Des gamins, les pieds nus, courent sur la grève vaseuse du Cul-de-Sac, à l’endroit même où s’élève aujourd’hui la halle Champlain, ce monument insignifiant qui a peut-être fait la fortune d’un homme ; mais qui ne fait pas à coup sûr, beaucoup d’honneur à notre bonne vieille cité. Des canots, des chaloupes, des bateaux de toutes sortes gisent là, pèle-mèle comme les arbres abattus gisent dans la forêt.

Deux hommes vêtus de toile grise et coiffés de chapeaux de paille, poussent à l’eau une embarcation légère, sautent dedans, prennent les avirons et se dirigent vers le large. Le courant fait dériver l’embarcation jusqu’au coin du quai se trouve le jeune homme à barbiche enflammée.

— Bonne chance ! crie ce dernier aux deux canotiers.

— Merci, docteur ! répondent-ils en riant.

— La cage est-elle arrivée ? reprend celui qu’on appelle docteur.

— Oui, elle est au Cap Rouge.

— Soyez prudents !

— Nous sommes vieux dans le métier.

— Si vous rencontrez les bateaux, dites leur que je les attends avec impatience, et avec beaucoup de drogue.

Le canot s’éloigne. Comme il faut crier un peu fort, canotiers et docteur jugent prudent de se taire. Seulement ils se font un signe de la main. Au même instant un petit bateau, portant voile carrée, apparut rasant les quais, vis-à-vis la citadelle. Le docteur se dit avec une vive satisfaction et en se dressant de toute sa hauteur : Tiens ! en voici un… Lequel est-ce ? Celui de Lotbinière, je crois… Non ! le bateau de Lotbinière est plus gros. N’importe ! il y a des têtes à bord. C’est le bateau de Sainte-Croix ! Les gens sont naïfs, là ; je vais vendre des médicaments.

Le bateau arrivait : la voile fut pliée. Il décrivit une courbe et vint s’échouer sur la grève du Cul-de-Sac.

Alors on voit sortir de l’auberge de l’Oiseau de proie un vieillard presque aussi laid que Quasimodo. Il marche en se traînant un pied ; et ce pied est tellement tordu que le talon se trouve droit devant. Il a les doigts de la main gauche tout-à-fait disloqués. Il paraît souffrir horriblement, et sa face pâle fait pitié à voir. Les premiers qui l’aperçoivent le montrent aux autres, et tous bientôt se répandent en lamentations sur le sort du malheureux. Le vieux disloqué se traîne vers le bateau.

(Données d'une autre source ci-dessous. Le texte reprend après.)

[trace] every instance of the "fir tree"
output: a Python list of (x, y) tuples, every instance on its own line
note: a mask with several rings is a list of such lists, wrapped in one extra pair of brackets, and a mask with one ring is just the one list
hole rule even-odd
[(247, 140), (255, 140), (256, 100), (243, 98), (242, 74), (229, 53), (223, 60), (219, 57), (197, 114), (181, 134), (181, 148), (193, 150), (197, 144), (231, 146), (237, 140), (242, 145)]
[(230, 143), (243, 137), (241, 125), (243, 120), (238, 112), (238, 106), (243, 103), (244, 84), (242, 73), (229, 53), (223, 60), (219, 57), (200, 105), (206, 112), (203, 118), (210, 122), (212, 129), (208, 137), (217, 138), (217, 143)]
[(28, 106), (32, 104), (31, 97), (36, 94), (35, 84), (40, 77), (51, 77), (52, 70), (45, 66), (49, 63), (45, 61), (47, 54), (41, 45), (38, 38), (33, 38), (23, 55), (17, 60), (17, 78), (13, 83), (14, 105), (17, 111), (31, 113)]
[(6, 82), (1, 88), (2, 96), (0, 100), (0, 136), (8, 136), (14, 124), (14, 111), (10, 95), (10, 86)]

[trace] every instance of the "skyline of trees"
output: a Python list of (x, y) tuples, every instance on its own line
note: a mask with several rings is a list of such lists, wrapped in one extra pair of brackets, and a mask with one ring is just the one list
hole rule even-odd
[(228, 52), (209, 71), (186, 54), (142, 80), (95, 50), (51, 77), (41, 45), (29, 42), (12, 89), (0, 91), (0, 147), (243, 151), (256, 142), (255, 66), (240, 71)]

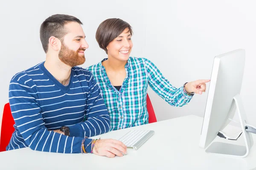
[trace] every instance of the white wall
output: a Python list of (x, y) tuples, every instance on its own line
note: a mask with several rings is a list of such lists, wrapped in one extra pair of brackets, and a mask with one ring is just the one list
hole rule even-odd
[[(246, 59), (241, 91), (249, 122), (256, 125), (256, 11), (253, 0), (99, 0), (5, 1), (0, 4), (1, 96), (8, 102), (9, 83), (16, 73), (45, 60), (39, 38), (41, 24), (55, 14), (77, 17), (89, 48), (87, 67), (106, 57), (95, 38), (101, 22), (118, 17), (129, 23), (134, 34), (131, 56), (152, 61), (177, 87), (186, 82), (210, 78), (214, 56), (243, 48)], [(195, 114), (203, 116), (207, 93), (189, 105), (174, 108), (151, 89), (148, 93), (158, 120)], [(0, 117), (1, 113), (0, 113)]]

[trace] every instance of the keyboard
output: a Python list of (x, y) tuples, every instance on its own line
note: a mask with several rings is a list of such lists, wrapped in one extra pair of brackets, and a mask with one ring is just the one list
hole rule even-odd
[(118, 140), (137, 150), (154, 134), (154, 130), (131, 130)]

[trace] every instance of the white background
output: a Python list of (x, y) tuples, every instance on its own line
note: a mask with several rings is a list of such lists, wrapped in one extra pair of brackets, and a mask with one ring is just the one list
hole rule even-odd
[[(4, 104), (9, 102), (12, 77), (45, 60), (39, 38), (41, 23), (52, 14), (63, 14), (74, 16), (84, 23), (89, 48), (85, 52), (86, 61), (83, 67), (107, 57), (96, 40), (96, 30), (104, 20), (119, 18), (133, 28), (131, 56), (151, 60), (177, 87), (186, 82), (210, 79), (215, 56), (245, 49), (241, 95), (249, 123), (256, 125), (256, 3), (234, 0), (169, 1), (2, 1), (0, 109), (2, 110)], [(182, 108), (171, 106), (150, 88), (148, 93), (158, 121), (189, 114), (204, 116), (208, 91), (202, 95), (195, 95), (188, 105)], [(2, 115), (1, 111), (0, 118)]]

— Qu’avez-vous donc, père ? vous paraissez bien affligé, dit le plus hardi des passagers. C’est Deguirre, que les gens du canton appellent le philosophe, parcequ’il croit tout savoir, et veut tout expliquer, sans cependant rien connaître.

— L’infirme, poussant un profond soupir et s’adossant, pour se reposer, à une chaloupe penchée sur le flanc, répond : Mes chers messieurs, que je souffre ! que je souffre !… Et il pousse un cri qui ressemble au hurlement d’un chien égaré — Je suis tombé, il y a quelques jours du toit de cette maison que vous voyez là, — il montre l’auberge de la Labourique, — et les docteurs m’ont dit que je n’ai rien de brisé… Ils m’ont laissé souffrir !… Vous voyez, messieurs, vous voyez ma jambe !… Est-ce que ce n’est pas démanché cela ? Ils disent que c’est la fièvre qui cause ce dérangement des jointures… et que cela va se passer.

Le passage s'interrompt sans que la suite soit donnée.